Donald Trump’s talks with Vladimir Putin to end the war in Ukraine have echoes of Neville Chamberlain’s appeasement of the Nazis in 1938, Sir Ben Wallace has said.
On Wednesday night, Mr Trump and Putin held a 90-minute phone call in which it was agreed that they would “immediately” begin peace negotiations.
The call has prompted concerns that whatever negotiations the two devise will be favourable to Moscow, with Ukraine and Europe frozen out of talks.

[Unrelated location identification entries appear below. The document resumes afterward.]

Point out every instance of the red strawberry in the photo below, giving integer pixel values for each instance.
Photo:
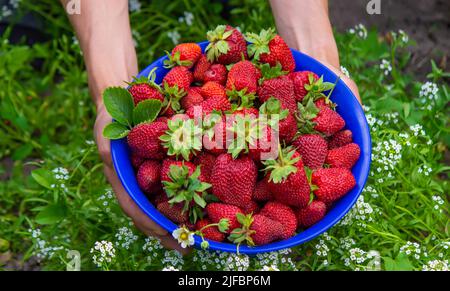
(300, 79)
(270, 48)
(340, 139)
(287, 181)
(166, 168)
(211, 233)
(144, 141)
(280, 88)
(192, 98)
(206, 161)
(218, 211)
(313, 148)
(284, 215)
(233, 181)
(173, 212)
(184, 54)
(149, 176)
(332, 183)
(213, 89)
(262, 192)
(179, 77)
(343, 157)
(243, 75)
(312, 214)
(266, 230)
(226, 45)
(216, 73)
(200, 68)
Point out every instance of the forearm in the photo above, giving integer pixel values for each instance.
(305, 25)
(104, 32)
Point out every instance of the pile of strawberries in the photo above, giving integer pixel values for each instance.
(193, 169)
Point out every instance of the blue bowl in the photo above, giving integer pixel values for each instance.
(348, 107)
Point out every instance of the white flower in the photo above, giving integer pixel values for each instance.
(184, 237)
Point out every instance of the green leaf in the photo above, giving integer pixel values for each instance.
(115, 130)
(146, 111)
(51, 214)
(119, 104)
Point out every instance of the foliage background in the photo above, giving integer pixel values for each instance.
(54, 198)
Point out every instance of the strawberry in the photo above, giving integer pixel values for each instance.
(312, 214)
(216, 73)
(211, 233)
(300, 79)
(213, 89)
(233, 181)
(206, 161)
(217, 211)
(173, 212)
(313, 148)
(287, 178)
(192, 98)
(200, 68)
(184, 54)
(262, 192)
(284, 215)
(343, 157)
(279, 86)
(144, 141)
(287, 125)
(226, 45)
(332, 183)
(340, 139)
(148, 176)
(270, 48)
(243, 76)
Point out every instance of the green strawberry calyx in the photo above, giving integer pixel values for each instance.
(183, 138)
(185, 188)
(282, 167)
(218, 44)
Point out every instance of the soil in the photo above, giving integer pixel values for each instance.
(426, 22)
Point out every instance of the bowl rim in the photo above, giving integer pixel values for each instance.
(312, 232)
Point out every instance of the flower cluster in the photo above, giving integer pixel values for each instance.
(125, 237)
(103, 253)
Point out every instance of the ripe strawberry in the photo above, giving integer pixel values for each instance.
(226, 45)
(192, 98)
(233, 181)
(284, 215)
(300, 79)
(200, 68)
(167, 163)
(216, 73)
(173, 212)
(243, 75)
(206, 161)
(332, 183)
(184, 54)
(343, 157)
(270, 48)
(313, 148)
(149, 176)
(280, 88)
(211, 233)
(340, 139)
(213, 89)
(287, 181)
(262, 192)
(217, 211)
(144, 141)
(312, 214)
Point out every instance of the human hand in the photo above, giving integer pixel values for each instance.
(139, 218)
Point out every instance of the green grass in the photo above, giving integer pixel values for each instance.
(46, 120)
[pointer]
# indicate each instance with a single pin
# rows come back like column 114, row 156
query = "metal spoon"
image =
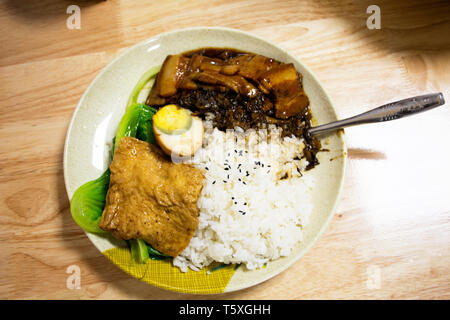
column 387, row 112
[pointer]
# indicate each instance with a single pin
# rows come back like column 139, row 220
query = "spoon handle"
column 387, row 112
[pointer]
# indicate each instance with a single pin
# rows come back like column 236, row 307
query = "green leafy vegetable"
column 155, row 254
column 136, row 122
column 146, row 77
column 88, row 202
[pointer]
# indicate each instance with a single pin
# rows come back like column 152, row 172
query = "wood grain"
column 393, row 220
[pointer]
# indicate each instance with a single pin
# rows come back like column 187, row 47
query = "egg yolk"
column 172, row 119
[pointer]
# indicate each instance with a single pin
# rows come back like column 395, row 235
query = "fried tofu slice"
column 151, row 198
column 284, row 82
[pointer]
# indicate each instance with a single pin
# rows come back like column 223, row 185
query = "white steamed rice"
column 248, row 215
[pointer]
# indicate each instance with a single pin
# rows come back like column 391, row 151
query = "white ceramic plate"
column 95, row 120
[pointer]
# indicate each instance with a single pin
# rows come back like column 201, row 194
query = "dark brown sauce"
column 241, row 89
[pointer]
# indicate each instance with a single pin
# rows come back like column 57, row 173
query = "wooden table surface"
column 390, row 236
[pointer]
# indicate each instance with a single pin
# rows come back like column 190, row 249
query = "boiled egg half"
column 176, row 131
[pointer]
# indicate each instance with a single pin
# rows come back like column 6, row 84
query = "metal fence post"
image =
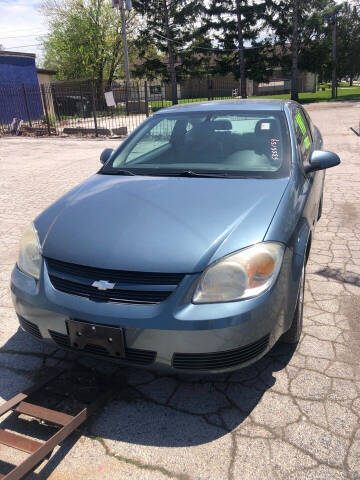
column 94, row 107
column 209, row 87
column 127, row 98
column 43, row 94
column 146, row 99
column 27, row 104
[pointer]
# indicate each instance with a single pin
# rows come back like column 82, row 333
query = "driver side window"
column 303, row 135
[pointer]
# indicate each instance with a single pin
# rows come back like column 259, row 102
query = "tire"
column 320, row 207
column 294, row 332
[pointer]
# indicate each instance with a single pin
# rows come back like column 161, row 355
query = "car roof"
column 221, row 105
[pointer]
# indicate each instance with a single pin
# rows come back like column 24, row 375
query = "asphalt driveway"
column 292, row 415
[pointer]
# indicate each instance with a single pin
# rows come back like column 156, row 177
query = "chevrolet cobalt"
column 187, row 250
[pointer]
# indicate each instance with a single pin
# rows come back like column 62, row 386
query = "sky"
column 22, row 21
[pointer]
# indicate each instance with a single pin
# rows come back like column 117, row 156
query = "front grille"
column 219, row 360
column 132, row 355
column 77, row 280
column 114, row 276
column 113, row 296
column 30, row 327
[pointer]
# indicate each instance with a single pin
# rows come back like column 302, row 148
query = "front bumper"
column 179, row 335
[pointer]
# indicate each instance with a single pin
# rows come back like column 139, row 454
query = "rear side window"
column 303, row 134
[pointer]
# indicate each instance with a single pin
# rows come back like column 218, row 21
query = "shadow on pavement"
column 147, row 408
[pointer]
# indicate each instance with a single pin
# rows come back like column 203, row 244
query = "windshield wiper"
column 118, row 172
column 191, row 173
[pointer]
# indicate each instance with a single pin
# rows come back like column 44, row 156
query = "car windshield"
column 243, row 143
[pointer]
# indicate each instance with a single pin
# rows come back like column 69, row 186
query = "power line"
column 23, row 36
column 218, row 50
column 23, row 46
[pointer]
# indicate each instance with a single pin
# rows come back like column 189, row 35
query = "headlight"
column 243, row 274
column 30, row 252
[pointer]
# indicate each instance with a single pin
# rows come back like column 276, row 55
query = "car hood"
column 158, row 224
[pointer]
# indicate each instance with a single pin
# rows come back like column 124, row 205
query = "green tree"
column 84, row 39
column 171, row 26
column 299, row 29
column 234, row 23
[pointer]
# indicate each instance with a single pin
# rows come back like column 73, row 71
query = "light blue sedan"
column 187, row 250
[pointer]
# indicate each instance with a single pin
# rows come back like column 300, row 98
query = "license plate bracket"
column 84, row 333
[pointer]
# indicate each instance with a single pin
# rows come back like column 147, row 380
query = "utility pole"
column 119, row 4
column 295, row 51
column 333, row 54
column 332, row 18
column 241, row 51
column 171, row 55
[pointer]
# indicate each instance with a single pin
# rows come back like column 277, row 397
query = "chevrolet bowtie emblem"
column 103, row 285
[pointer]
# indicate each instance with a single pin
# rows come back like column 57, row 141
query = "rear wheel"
column 294, row 332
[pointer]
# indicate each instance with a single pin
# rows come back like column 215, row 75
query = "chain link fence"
column 97, row 108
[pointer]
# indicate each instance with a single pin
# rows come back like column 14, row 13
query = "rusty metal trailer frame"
column 39, row 450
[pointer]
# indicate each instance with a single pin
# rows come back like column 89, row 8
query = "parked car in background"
column 187, row 250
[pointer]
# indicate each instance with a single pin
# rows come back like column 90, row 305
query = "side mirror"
column 105, row 155
column 321, row 159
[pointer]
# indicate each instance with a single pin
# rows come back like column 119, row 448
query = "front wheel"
column 294, row 332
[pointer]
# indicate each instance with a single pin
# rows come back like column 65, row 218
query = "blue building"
column 20, row 95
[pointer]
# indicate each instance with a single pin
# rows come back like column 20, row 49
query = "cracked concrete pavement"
column 292, row 415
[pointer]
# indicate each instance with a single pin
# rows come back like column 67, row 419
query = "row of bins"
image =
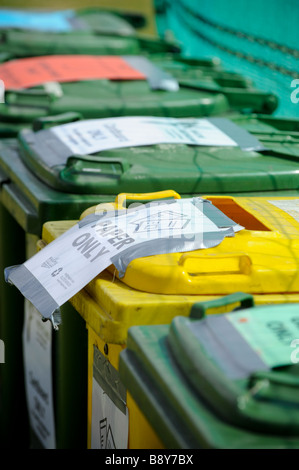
column 108, row 378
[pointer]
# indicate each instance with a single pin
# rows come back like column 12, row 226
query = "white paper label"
column 291, row 207
column 67, row 264
column 37, row 340
column 95, row 135
column 109, row 425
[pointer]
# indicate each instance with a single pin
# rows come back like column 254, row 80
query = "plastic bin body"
column 159, row 288
column 156, row 167
column 26, row 203
column 99, row 20
column 204, row 90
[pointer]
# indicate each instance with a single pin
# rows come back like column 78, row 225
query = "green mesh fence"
column 257, row 38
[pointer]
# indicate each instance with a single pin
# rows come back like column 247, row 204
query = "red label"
column 29, row 72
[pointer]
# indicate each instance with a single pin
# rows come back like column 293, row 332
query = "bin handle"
column 244, row 261
column 50, row 121
column 122, row 197
column 199, row 310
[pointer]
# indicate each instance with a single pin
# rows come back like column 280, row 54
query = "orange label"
column 29, row 72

Sir Ben, a former defence secretary, said that if Mr Trump was seen to capitulate to the Kremlin as world leaders gathered for the Munich Security Conference this weekend, it would be a repeat of Chamberlain’s “peace for our time” moment.
Writing for The Telegraph, he said: “Munich’s motto is ‘peace through dialogue’, but it has proven itself in recent years to also be a forceful bastion of European resistance against Russia’s illegal invasion of Ukraine.
“What a shame, then, that this year’s gathering seems set to mirror the disastrous conference of 1938 where the continent stood blind in the face of Hitler’s duplicity. The stench of appeasement is once again returning to Munich.
“After Chamberlain returned to Britain in 1938 having signed an agreement with Adolf Hitler, he proclaimed ‘peace for our time’. Winston Churchill then rebutted that ‘you were given the choice between war and dishonour. You chose dishonour and you will have war’.
“The same fate awaits the West, whether in the Taiwan strait, Iran, or elsewhere in Europe, if it fails to stand strong now. And like 87 years ago, it will have its roots in Munich.”